In March 2013, we issued $288 million principal amount of 4.625% convertible senior notes due 2018. These convertible notes require semi-annual interest payments at a fixed coupon rate of 4.625% until maturity or conversion, which will be no later than April 15, 2018. After deducting the underwriting discount and offering costs, we received $279 million of net proceeds. Including amortization of deferred securities issuance costs, the interest expense yield on our convertible notes was 5.45% for the year ended December 31, 2014. At December 31, 2014, the accrued interest payable balance on this debt was $3.2 million and the unamortized deferred issuance costs were $5.8 million. At December 31, 2014, these notes were convertible at the option of the holder at a conversion rate of 41.1320 common shares per $1,000 principal amount of convertible senior notes (equivalent to a conversion price of $24.31 per common share). Upon conversion of these notes by a holder, the holder will receive shares of our common stock.

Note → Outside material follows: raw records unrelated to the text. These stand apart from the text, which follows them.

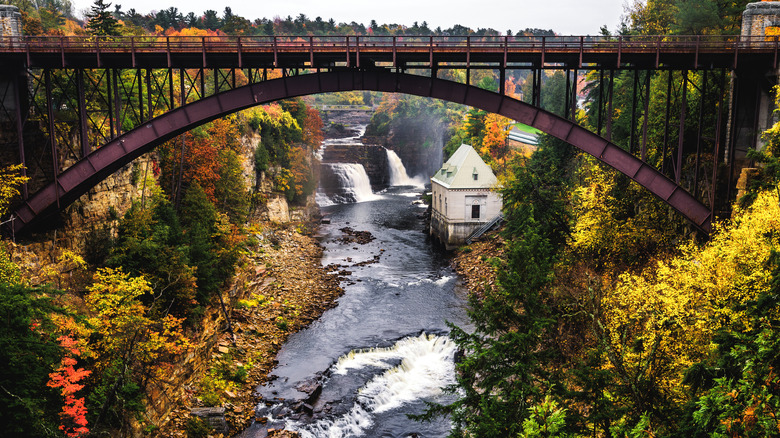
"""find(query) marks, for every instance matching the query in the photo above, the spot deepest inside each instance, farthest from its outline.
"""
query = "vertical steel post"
(109, 103)
(645, 116)
(681, 134)
(55, 165)
(182, 98)
(202, 74)
(567, 99)
(171, 102)
(667, 117)
(117, 103)
(609, 103)
(715, 158)
(140, 80)
(20, 133)
(150, 108)
(699, 134)
(573, 102)
(82, 108)
(733, 131)
(601, 102)
(632, 134)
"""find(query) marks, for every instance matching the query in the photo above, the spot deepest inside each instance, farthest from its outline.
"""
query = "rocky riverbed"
(284, 288)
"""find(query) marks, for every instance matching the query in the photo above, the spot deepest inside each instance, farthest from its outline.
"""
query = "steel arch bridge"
(81, 77)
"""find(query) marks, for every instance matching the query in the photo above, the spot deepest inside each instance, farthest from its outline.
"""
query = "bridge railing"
(43, 44)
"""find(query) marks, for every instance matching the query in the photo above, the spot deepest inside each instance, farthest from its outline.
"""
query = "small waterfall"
(398, 175)
(426, 366)
(346, 183)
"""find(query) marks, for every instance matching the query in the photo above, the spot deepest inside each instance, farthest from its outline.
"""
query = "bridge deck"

Trust Preferred Securities and Subordinated Notes

In 2006, we issued $100 million of trust preferred securities through Redwood Capital Trust I, a Delaware statutory trust, in a private placement transaction. These trust preferred securities require quarterly distributions at a floating coupon rate equal to three-month LIBOR plus 2.25% until the notes are redeemed, which will be no later than January 30, 2037. The interest expense yield on our trust preferred securities was 2.58% and 2.64% for the years ended December 31, 2014 and 2013, respectively. Including hedging costs and amortization of deferred securities issuance costs, the interest expense yield on our trust preferred securities was 6.88% and 6.90% for the years ended December 31, 2014 and 2013, respectively. The earliest optional redemption date without penalty was January 30, 2012. In December 2010, we repurchased $500 thousand principal amount of these trust preferred securities.

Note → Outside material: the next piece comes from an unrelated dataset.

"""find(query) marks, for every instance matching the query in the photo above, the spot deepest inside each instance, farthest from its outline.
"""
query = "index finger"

In 2007, we issued an additional $50 million of subordinated notes. These subordinated notes require quarterly distributions at a floating interest rate equal to three-month LIBOR plus 2.25% until the notes are redeemed, which will be no later than July 30, 2037. The interest expense yield on our subordinated notes was 2.58% and 2.64% for the years ended December 31, 2014 and 2013, respectively. Including hedging costs and amortization of deferred securities issuance costs, the interest expense yield on our subordinated notes was 6.88% and 6.90% for the years ended December 31, 2014 and 2013, respectively. The earliest optional redemption date without a penalty was July 30, 2012. In July 2009, we repurchased $10 million principal amount of this subordinated debt.

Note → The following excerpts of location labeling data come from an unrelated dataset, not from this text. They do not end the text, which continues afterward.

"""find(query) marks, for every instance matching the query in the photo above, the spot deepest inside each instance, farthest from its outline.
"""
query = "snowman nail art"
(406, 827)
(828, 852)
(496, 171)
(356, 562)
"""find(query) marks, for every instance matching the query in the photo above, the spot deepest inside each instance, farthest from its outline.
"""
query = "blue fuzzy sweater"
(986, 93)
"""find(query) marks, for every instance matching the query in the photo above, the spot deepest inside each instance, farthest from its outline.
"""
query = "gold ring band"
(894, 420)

At both December 31, 2014 and 2013, the accrued interest payable balance on trust preferred securities and subordinated notes debt was less than $1 million. Under the terms of this debt, we covenant, among other things, to use our best efforts to continue to qualify as a REIT. If an event of default were to occur in respect of this debt, we would generally be restricted under its terms (subject to certain exceptions) from making dividend distributions to stockholders, from repurchasing common stock or repurchasing or redeeming any other then-outstanding equity securities, and from making any other payments in respect of any equity interests in us or in respect of any then-outstanding debt that is pari passu or subordinate to this debt.